Dès les premières heures de leur (courte et terrible) vie, le bec des canetons est brûlé, une pratique reconnue comme douloureuse appelée épointage destinée à ce que les volatiles ne puissent pas se blesser s’ils venaient à se battre. Elle est également pratiquée dans l’industrie des poules. Ces canards qui ont « la chance » de vivre sont destinés à être gavés à partir de trois mois afin que le fonctionnement de leur foie se dérègle et développe une maladie appelée stéatose hépatique. Maladie qui multipliera sa taille par dix causant au passage des troubles respiratoires et le déplacement du centre de gravité des canards. Le taux de mortalité en période de gavage est d’ailleurs 10 à 20 plus important qu’en temps normal tant le gavage engendre troubles et maladies. Le prix à payer pour obtenir un met « raffiné » dont les consommateurs raffolent pour les grandes occasions. Mais veut-on vraiment leur faire payer un prix si cruel ? Aujourd’hui, c’est à chacun de voir avec sa conscience.

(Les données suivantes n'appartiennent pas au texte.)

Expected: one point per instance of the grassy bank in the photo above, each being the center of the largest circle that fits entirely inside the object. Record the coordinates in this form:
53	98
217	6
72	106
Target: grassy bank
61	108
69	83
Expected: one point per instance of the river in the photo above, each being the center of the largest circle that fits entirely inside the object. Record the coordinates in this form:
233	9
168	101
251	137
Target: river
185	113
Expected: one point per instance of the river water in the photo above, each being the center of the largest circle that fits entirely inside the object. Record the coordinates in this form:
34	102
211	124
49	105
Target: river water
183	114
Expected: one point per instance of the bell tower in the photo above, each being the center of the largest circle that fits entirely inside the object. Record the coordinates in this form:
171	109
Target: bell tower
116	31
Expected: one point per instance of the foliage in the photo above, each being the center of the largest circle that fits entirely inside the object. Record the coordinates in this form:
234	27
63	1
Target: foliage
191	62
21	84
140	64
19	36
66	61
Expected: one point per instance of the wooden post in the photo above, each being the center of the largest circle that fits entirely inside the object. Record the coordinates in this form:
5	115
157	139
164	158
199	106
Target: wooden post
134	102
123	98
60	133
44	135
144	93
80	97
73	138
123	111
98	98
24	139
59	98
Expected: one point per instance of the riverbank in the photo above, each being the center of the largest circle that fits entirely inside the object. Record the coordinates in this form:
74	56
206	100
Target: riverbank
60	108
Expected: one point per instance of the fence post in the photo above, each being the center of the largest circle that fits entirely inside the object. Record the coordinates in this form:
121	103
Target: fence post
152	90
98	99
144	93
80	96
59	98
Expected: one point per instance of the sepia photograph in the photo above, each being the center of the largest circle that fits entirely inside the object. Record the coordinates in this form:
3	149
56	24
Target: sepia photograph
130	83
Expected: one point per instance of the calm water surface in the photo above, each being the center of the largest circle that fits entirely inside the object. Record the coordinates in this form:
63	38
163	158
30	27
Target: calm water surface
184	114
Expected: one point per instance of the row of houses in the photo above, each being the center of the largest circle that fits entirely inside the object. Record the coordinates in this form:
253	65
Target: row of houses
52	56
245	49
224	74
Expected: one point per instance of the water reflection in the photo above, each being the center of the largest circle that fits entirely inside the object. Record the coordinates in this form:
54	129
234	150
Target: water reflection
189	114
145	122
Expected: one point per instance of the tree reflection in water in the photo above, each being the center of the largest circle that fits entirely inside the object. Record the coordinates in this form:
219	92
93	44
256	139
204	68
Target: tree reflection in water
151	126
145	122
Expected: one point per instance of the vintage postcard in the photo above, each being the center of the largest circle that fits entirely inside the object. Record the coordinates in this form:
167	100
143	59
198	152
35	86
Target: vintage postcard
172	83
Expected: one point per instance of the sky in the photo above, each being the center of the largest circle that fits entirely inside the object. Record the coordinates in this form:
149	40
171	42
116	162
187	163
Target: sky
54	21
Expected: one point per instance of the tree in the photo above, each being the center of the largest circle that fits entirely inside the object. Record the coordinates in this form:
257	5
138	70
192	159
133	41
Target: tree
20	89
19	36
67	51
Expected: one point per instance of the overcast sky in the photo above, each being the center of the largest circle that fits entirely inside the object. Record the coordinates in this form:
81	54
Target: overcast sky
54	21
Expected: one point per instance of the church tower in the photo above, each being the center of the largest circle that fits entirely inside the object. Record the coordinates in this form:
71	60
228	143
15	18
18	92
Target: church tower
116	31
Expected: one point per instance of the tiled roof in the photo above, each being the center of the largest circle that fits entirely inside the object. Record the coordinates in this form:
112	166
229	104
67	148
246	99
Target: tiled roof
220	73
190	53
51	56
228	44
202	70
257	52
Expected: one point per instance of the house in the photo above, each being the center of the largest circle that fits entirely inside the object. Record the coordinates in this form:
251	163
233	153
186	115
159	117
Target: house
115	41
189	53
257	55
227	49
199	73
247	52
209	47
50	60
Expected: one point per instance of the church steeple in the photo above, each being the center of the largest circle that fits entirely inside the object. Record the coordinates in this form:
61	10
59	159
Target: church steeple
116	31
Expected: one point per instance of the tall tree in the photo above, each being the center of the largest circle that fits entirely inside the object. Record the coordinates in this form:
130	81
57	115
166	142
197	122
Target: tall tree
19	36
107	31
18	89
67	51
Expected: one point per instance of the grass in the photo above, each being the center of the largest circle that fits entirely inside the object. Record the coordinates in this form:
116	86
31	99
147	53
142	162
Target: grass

Au Domaine d’excellence de la Peyrouse, le gavage à la pompe pneumatique est principalement assuré par des élèves en formation avec ce que cela suppose de maladresses et de douleurs accrues pour les canards. Dans cette salle géante, les canards sont disposés en groupe de 5 ou 6 dans une stalle d’un mètre carré au mieux où ils disposent d’assez d’espace pour faire trois pas à peine. Insuffisant pour fuir le gaveur approchant qui les effraie. Pas d’échappatoire, des grilles coulissantes viendront les entraver dans leur tentative. Entre deux gavages ils resteront confinés dans la stalle, s’agglutinant les uns aux autres, s’abîmant les plumes, se blessant, marchant sur une grille – un sol « industriel » jugé pratique pour évacuer les diarrhées causées par la suralimentation – le tout sans lumière extérieure et dans un bruit de ventilateurs assourdissant qui ne manque certainement pas d’augmenter leur stress. La question du bien-être animal est tout simplement inexistant. Celui-ci est considéré comme une manière première inerte et sans autre but que de servir les envies de l’Homme.

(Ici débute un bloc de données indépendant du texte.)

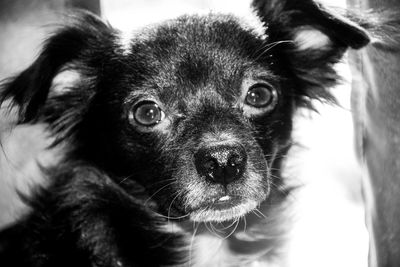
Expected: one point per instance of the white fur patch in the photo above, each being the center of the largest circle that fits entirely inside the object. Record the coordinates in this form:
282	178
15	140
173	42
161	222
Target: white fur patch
64	81
310	38
224	215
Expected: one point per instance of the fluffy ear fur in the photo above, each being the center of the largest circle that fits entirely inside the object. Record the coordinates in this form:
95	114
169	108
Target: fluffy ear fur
58	69
315	38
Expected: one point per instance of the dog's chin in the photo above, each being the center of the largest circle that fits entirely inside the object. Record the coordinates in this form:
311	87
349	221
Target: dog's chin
223	209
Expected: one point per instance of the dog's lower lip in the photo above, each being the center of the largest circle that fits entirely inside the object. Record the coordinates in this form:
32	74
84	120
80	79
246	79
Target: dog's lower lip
226	202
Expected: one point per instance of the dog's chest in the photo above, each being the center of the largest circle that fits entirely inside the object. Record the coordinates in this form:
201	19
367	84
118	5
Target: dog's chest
209	250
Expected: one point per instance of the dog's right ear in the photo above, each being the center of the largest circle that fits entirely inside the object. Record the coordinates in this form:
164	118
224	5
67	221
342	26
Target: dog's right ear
64	54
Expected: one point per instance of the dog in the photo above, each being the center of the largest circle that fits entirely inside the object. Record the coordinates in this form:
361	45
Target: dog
172	140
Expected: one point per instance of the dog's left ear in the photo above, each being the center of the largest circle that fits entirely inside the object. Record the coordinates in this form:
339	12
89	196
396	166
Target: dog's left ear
314	39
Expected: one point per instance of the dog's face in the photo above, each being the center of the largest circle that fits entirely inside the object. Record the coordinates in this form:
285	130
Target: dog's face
198	110
206	119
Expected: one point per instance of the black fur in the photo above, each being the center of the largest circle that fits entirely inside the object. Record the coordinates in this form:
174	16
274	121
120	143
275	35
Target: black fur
119	182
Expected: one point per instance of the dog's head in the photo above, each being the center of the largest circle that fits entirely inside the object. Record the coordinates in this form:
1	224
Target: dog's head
197	110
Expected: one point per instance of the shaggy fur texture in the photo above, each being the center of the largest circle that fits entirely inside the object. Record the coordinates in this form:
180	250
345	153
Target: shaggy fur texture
130	191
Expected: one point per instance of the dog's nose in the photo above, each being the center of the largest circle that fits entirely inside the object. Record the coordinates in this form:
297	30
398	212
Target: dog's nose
222	164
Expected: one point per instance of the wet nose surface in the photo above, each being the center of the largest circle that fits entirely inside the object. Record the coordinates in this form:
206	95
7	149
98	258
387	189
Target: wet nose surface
221	164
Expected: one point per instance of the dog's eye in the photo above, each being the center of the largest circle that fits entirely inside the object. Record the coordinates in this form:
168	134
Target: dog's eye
147	113
260	96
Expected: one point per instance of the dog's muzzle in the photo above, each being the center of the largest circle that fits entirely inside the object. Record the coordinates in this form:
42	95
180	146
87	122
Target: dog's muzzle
221	163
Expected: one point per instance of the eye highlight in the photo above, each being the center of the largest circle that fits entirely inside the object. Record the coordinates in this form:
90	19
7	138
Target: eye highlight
146	113
260	96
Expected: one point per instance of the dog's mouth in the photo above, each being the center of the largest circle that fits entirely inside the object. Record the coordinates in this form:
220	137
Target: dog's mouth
223	208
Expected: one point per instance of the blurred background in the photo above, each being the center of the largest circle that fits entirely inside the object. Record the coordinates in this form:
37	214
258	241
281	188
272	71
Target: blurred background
329	227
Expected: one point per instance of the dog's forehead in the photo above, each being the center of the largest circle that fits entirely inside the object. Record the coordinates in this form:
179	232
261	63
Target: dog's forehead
197	52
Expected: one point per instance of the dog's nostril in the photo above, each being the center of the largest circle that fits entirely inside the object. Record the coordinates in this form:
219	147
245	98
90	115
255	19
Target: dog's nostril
222	164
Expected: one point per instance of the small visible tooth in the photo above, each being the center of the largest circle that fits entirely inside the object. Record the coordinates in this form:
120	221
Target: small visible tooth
224	198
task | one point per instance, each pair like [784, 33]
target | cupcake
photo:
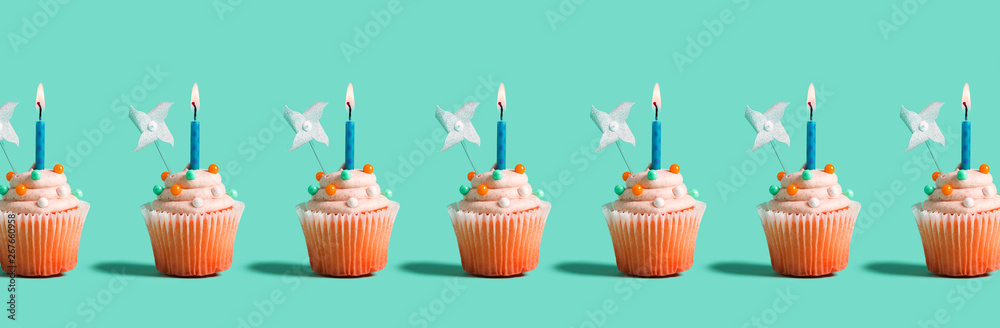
[347, 223]
[47, 220]
[499, 224]
[192, 223]
[654, 223]
[959, 223]
[809, 223]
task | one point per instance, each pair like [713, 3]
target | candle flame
[811, 97]
[656, 96]
[40, 98]
[966, 98]
[501, 99]
[349, 103]
[195, 98]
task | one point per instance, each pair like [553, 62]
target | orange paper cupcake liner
[495, 245]
[44, 244]
[345, 245]
[960, 245]
[187, 245]
[652, 245]
[809, 244]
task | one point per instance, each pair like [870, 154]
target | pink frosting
[52, 186]
[664, 187]
[977, 186]
[513, 186]
[200, 187]
[823, 186]
[356, 187]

En bout de chaîne, après une douzaine de jours de gavage, vient l’abattage pour récupérer le précieux organe. Les canards sont suspendus par les pattes et plongés dans un bac d’eau électrifié pour les étourdir, officiellement pour leur éviter de souffrir lorsqu’ils seront égorgés. Pourtant, les images prises par la L214 montrent que des canards mal étourdis reprennent connaissance et sont conscients lorsqu’ils se vident de leur sang… De leur naissance à leur mort, la vie de ces canards n’aura été que maltraitance inutile et souffrance. Il est aisé de comprendre pourquoi le gavage est interdit dans l’Union européenne à l’exception de 5 pays (la France, la Hongrie, la Bulgarie, une partie de la Belgique et l’Espagne). La France produisant à elle seule 75% du foie gras mondial, on comprend aussi à quel point les enjeux économiques pèsent négativement dans la balance pour faire au minimum réglementer une pratique reconnue par la communauté scientifique internationale comme préjudiciable aux animaux. Une fois encore, la France se démarque par son archaïsme et ce rejet réactionnaire de toute évolution sociétale pouvant entacher ses habitudes culturelles. Pourtant, outre le courage de se détourner volontairement de sa consommation, le foie gras « alternatif » et sans souffrance existe aujourd’hui.
Suite à son enquête, la L214 va porter plainte pour cruauté et soumettre trois demandes au ministère de l’Agriculture : la prise de sanctions exemplaires contre le Domaine de la Peyrouse, le retrait de sa médaille d’or et l’interdiction au Domaine de servir de centre de formation.